Выбери любимый жанр

Краткая история Англии и другие произведения 1914 – 1917 - Честертон Гилберт Кий - Страница 15


Изменить размер шрифта:

15

В истории существуют странные процессы, когда вещи постепенно деградируют и доходят до состояния полной противоположности самим себе. Так английское пуританство изначально было наиболее жестким проявлением протестантизма, а под конец – самым мягким из возможных, мягкосердечным и не так уж редко – мягкоголовым. В условиях войны старые пуритане проявляли себя наилучшим образом, но когда пришел мир, то христиане обнаружили новых пуритан неспособными толком встать на ноги. Англичане, ведущие свою родословную от великих вояк 1649 года, ныне парализованы ужасом милитаризма.

И совсем иное произошло в Германии. Из страны, ранее считавшейся поставщиком королей столь ничтожных, что их можно было спутать с манекенами, она стала грозой современности, властитель которой готов слопать любого другого короля и королевство. Но старые германские королевства сохраняли и сумели сберечь те хорошие вещи, которые только и возможны при небольших ресурсах и узких границах – музыку, этикет, мечтательную философию и тому подобное.

Они были достаточно малы, чтобы быть универсальными. Они могли себе позволить быть до некоторой степени разнообразными и многогранными. Они были непредвзятыми, но бессильными. А теперь все это перевернуто с ног на голову: мы обнаружили, что воюем с Германией, сколь мощной, столь и узколобой.

Верно, конечно, что английские сквайры оказались над новым германским принцем, а не под ним.

Они водрузили на него корону, как гаситель на свечу. Их план предусматривал, что новичок, хотя и королевского рода, должен быть в определенном смысле деревенщиной. Ганновер должен был стать владением Англии, а не Англия – владением Ганновера. Но на самом деле тот факт, что английский двор стал германским двором, подготовил почву – к настоящему моменту уже два века политика Англии подсознательно строилась на преуменьшении значения Франции и преувеличении значения Германии.

Этот период можно символически ограничить именами Картерета[60], который был горд говорить на немецком в начале этого периода, и лорда Холдейна[61], который был горд говорить на немецком в его конце. Слово «культура»[62] уже почти начала писаться с буквы к[63]. Но все это тихое и медленно растущее тевтонство взвилось и потребовало решительных действий, когда трубный глас Питта позвал нас спасать протестанта-героя.

Среди монархов того века наиболее достойной звания «мужественный» была женщина.

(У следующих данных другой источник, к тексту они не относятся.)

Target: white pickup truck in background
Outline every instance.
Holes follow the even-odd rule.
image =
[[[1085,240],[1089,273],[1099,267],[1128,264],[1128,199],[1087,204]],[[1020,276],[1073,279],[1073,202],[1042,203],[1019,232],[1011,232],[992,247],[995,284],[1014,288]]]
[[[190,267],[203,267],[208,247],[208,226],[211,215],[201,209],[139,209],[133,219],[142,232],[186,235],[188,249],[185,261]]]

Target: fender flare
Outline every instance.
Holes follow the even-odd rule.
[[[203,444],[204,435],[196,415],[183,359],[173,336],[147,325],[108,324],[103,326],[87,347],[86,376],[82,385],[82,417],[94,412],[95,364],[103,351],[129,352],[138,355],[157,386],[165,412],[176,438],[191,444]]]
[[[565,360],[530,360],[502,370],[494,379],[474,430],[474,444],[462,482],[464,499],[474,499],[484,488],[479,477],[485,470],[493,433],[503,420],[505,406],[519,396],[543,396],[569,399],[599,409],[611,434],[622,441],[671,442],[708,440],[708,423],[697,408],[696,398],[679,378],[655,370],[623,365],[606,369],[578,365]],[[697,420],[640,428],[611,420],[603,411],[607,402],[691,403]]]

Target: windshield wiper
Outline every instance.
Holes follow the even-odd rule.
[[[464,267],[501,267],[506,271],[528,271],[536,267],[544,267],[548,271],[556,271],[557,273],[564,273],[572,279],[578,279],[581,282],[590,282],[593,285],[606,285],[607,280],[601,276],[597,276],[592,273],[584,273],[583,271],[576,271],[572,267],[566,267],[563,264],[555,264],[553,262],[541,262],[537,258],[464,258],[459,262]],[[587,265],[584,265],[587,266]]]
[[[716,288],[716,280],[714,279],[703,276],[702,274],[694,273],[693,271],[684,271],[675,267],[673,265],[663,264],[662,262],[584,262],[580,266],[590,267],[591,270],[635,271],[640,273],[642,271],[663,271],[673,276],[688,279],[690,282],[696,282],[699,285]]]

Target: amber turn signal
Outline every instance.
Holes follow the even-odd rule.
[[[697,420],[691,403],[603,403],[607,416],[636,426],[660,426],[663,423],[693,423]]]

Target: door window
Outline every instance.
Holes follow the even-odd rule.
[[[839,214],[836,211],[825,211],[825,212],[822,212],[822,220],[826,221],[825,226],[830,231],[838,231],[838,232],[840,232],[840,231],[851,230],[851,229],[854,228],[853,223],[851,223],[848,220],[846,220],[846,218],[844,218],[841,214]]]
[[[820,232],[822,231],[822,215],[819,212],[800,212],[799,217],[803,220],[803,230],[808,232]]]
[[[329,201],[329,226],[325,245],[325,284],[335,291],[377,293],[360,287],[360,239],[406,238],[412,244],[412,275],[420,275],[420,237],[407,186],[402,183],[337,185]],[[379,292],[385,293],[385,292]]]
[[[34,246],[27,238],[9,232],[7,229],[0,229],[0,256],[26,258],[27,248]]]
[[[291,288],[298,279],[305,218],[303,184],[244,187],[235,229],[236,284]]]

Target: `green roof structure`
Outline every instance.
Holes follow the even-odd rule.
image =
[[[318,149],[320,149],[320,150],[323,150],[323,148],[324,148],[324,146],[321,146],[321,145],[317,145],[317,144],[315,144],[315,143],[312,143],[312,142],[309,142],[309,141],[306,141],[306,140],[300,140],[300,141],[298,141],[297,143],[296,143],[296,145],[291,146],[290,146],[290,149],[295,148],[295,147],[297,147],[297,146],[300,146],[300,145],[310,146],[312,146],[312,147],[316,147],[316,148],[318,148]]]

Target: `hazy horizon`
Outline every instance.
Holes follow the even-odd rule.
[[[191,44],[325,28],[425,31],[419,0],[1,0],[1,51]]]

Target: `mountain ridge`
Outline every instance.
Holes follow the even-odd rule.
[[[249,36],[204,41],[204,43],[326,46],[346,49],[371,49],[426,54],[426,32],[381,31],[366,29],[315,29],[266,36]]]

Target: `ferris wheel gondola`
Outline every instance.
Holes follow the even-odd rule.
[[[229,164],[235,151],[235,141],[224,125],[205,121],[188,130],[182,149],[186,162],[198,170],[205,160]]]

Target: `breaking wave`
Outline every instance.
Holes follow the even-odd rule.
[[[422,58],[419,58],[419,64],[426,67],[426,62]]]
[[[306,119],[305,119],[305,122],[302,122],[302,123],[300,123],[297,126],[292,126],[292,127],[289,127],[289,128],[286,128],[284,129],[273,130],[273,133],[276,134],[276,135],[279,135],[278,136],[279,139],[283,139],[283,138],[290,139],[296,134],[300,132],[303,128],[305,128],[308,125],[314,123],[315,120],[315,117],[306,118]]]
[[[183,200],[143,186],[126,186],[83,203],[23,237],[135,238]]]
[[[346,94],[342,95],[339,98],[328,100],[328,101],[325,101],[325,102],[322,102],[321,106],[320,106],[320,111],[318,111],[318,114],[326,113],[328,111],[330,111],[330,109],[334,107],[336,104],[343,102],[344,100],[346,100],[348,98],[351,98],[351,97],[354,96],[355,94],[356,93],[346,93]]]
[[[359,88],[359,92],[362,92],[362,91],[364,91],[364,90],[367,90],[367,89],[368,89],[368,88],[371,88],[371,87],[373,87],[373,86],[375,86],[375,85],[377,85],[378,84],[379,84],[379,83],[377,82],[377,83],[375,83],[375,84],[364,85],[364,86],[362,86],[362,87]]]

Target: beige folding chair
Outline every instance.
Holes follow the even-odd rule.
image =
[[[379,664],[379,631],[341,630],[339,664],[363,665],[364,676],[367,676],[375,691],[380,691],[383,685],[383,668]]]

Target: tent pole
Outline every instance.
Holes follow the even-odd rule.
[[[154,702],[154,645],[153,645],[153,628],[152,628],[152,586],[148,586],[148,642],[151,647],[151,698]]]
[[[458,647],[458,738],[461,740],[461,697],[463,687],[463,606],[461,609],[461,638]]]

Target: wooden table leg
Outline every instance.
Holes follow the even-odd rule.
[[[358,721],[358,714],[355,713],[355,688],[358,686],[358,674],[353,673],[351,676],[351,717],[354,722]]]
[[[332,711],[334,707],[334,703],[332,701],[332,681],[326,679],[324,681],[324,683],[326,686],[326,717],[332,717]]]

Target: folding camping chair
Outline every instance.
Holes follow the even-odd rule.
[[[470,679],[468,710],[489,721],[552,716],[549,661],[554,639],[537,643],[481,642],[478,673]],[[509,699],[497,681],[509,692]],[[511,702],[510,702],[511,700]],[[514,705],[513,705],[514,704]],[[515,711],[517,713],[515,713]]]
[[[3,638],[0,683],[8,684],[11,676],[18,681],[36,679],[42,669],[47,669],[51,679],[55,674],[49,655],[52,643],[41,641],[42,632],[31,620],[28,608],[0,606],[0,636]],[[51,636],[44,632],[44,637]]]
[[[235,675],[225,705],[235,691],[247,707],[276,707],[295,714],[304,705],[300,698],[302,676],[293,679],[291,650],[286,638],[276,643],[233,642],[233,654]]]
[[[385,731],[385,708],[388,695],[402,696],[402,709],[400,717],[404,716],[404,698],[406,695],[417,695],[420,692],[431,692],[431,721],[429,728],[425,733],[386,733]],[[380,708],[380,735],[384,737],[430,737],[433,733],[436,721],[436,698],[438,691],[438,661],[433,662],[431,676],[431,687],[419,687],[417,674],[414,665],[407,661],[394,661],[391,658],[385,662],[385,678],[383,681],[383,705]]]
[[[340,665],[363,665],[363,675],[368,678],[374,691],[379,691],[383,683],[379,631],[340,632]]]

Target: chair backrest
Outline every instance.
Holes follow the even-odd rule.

Австрийская императрица Мария Терезия была немкой в самой щедрой комплектации, ограниченной более своими владениями, нежели национальностью, твердой в древней вере, над которой посмеивались даже ее придворные, и храброй как молодая львица. Фридрих ненавидел ее, как ненавидел все германское и все хорошее. Он записал в своих мемуарах, с какой ясностью, граничащей со сверхчеловеческим, почти мистическим коварством, он рассчитывал на ее юность, ее неопытность, отсутствие у нее друзей -такую можно было разорить без малейшей опасности для себя. Он вторгся в Силезию до объявления войны (как если бы он прибежал рассказать, что скоро придет), и этот новый анархический прием вкупе с продажностью практически всех других дворов принес ему в результате краденую Силезию после двух войн за нее.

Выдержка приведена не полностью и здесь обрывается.